Ongoing Studies | Overview
The Takahashi Laboratory conducts research on a variety of problems in brain development and neuroscience. One line of research concerns typical and atypical development of brain connectivity and gyral formation ranging from fetal to young adult ages. Results collected over the past years in normal fetal samples and healthy newborns/infants suggest that diffusion MRI tractography can detect migratory pathways and emerging axonal connectivity in the preterm brain as early as 15 gestational weeks. Regional variations of developmental speed of different types of axonal pathways and their relationships to gyral formation can also be detected in a 3-dimensional manner.

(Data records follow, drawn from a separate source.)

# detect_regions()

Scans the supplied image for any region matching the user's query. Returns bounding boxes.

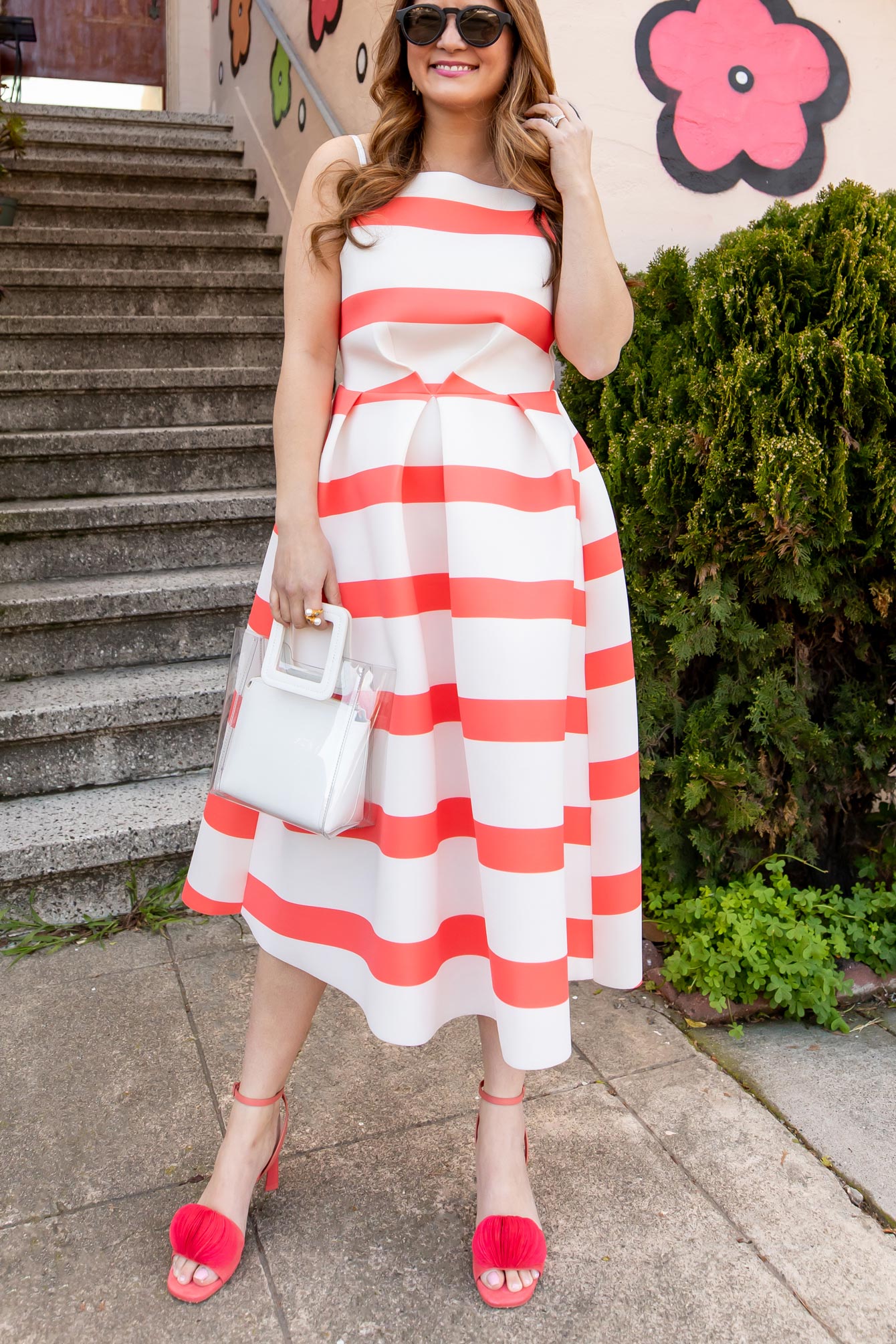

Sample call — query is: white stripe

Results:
[591,790,641,878]
[187,818,253,905]
[591,906,643,989]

A second theme of the Takahashi Lab is concerned with optimization of diffusion MRI tractography across brain regions, types of axonal tracts, and in pathologic tissues. One of the major remaining challenges of diffusion MR tractography is to determine optimal fiber reconstruction parameters in different brain regions. It is essential to find optimal fiber reconstruction settings in each brain region, as well as optimal combinations of such parameters across brain regions in order to significantly increase the imaging accuracy of whole brain fiber pathways. Such optimal parameters can also vary in developing brains depending on the degree of myelination. We therefore need to optimize and utilize diffusion MRI tractography to accurately image 3-dimensional fiber trajectories.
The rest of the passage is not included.